I trained a separate copy of the network for each pairing of map width and number of players.
I sampled from the stochastic policy to get initial moves for the ships. I then modified these moves according to a few rules: (x and y denote parameters that depend on the map width and number of players. They were chosen by looking at the play of the top players.)
- If the ship is in the state 'returning', take the lowest cost path to the shipyard or a dropoff, as established by a breadth-first search. The cost of returning was the number of turns to get back, plus the amount of Halite on the return path divided by 1000 (to account for the cost of moving over Halite-rich tiles).
- Build a dropoff if:
- The distance from the factory is between x and y.
- The distance from any opponent factory is at least x.
- The number of dropoffs is at most x times the initial Halite amount plus y.
- Avoid collisions by not moving to a tile that another ship indended to stay on.
A ship was marked as 'returning' if staying on the current tile would bring the amount of Halite on board to the ship maximum. A ship was removed from the set of returning ships when it reached a shipyard or dropoff.

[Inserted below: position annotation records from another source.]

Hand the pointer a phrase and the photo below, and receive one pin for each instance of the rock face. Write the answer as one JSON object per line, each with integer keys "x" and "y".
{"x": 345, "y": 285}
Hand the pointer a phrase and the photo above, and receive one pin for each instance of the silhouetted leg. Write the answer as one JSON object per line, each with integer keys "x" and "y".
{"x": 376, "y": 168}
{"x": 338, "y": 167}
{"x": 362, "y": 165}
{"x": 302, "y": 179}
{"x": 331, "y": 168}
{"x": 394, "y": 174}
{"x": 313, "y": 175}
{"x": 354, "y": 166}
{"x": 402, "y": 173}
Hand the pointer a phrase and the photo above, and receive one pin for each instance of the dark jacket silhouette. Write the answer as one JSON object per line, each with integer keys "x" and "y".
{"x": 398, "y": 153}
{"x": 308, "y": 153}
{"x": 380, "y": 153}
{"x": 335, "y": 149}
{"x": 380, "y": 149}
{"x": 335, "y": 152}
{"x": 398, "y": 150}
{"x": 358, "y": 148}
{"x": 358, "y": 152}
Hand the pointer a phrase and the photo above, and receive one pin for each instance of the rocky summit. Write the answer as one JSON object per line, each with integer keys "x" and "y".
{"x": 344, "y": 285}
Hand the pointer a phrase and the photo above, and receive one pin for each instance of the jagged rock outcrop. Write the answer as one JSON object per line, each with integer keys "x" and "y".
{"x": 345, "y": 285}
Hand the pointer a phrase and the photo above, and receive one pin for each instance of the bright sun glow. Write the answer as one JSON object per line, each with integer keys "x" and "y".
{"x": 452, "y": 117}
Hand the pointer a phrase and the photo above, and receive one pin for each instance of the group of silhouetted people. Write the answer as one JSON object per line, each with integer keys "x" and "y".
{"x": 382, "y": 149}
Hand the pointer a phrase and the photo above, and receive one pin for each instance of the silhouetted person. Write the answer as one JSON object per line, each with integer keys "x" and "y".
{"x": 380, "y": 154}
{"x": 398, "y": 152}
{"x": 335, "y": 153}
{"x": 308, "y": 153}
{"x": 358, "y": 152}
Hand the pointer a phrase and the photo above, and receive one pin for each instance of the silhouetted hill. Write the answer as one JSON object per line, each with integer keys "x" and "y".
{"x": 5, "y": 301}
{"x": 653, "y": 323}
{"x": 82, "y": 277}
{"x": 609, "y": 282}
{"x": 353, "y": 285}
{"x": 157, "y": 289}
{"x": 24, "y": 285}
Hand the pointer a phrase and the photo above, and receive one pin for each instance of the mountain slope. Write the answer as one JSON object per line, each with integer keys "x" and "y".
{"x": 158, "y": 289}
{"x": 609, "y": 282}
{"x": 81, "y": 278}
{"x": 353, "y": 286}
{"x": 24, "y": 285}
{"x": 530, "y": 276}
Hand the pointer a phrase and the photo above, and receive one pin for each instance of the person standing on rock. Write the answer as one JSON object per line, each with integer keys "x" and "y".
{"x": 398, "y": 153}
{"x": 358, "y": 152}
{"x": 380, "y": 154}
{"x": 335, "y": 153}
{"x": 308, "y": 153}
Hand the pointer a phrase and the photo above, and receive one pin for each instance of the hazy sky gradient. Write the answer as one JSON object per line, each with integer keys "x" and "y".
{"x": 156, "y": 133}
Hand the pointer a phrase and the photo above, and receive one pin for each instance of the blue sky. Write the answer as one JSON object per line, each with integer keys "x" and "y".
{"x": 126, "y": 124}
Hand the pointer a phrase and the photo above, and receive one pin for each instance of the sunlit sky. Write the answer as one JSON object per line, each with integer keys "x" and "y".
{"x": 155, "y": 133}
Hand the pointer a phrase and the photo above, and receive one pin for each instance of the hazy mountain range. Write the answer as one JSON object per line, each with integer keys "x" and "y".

There was also a map which showed, for each tile, on which turn a ship would have to return at the end of the game in order to get back to the shipyard or a dropoff on time. This was established considering the tiles adjacent to the shipyard and each dropoff and forming a tree for each one. The nodes of the tree were map tiles and there was an edge from adjacent node a to b when the lowest cost return from b involved first moving to tile a. Each of these trees was top-sorted and the furthest ship on the tree was set to arrive on the final turn of the game, the second furthest ship was set to return one turn before, etc. When it was time for a ship to return according to this map, it was marked as `returning'.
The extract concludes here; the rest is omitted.